Shortly after his landmark performance in An Extremely Memorable Emergency, Stott started training to become a lawyer. He soon discovered that things were not going to be easy for him. The network of Freemasons running through the lawyering business had obtained photographic evidence of Stott mocking their ceremonies in a Scottish Masonic lodge using inflatable Daleks and thespy facial expressions; whatever he did, wherever he went, Stott found that his work was being thwarted. Although he was never able to pin it on the Masons, and although the people around him were superficially friendly and supportive, he knew that he was trapped in a hopeless situation.
Things were to get even worse. Arriving home from a difficult session of lawyering one evening, Stott discovered that his wife had been brutally murdered by a one-armed man. Yet when he reported the crime, the system of law that he had devoted his life to turned against him: he found himself accused of murder, tried and found guilty, and sentenced to death under new immigration laws established by Michael Howard’s Tory government (Howard himself suspected to be a leading Freemason).
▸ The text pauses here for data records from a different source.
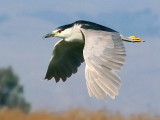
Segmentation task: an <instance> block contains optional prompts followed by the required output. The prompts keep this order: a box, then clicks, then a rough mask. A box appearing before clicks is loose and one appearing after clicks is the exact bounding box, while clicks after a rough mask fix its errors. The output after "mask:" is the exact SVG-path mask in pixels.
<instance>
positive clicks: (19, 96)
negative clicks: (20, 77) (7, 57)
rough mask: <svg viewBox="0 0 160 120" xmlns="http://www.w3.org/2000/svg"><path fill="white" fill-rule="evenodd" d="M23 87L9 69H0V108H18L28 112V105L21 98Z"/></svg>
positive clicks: (8, 67)
mask: <svg viewBox="0 0 160 120" xmlns="http://www.w3.org/2000/svg"><path fill="white" fill-rule="evenodd" d="M23 92H24V90H23V86H22V85H20V84H19V78H18V76H17V75H16V74H15V73H14V72H13V70H12V68H11V67H8V68H6V69H0V108H5V107H7V108H19V109H22V110H23V111H25V112H29V110H30V104H29V103H28V102H26V100H25V98H24V96H23Z"/></svg>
But on his way to the gallows, the horse and cart transporting Stott was overturned by a steam roller from an Ealing Comedy. Joining forces with Stanley Holloway and Joan Simms, and directed by John Gordillo, Stott went in pursuit of the one-armed man for over 150 episodes, finally using his law connections to cleverly narrow down the potential suspects to two criminals, One Armed Jack and One Armed Harry. In a final twist, it turned out that the murderer had been hired by Dave Gorman, collecting material for his new show Dave Gorman’s Para-assassin Adventure, in which Gorman attempted to pin as many murders as possible on people with physical disabilities.
Stott’s harrowing experience was later made into the fourth Indiana Jones film.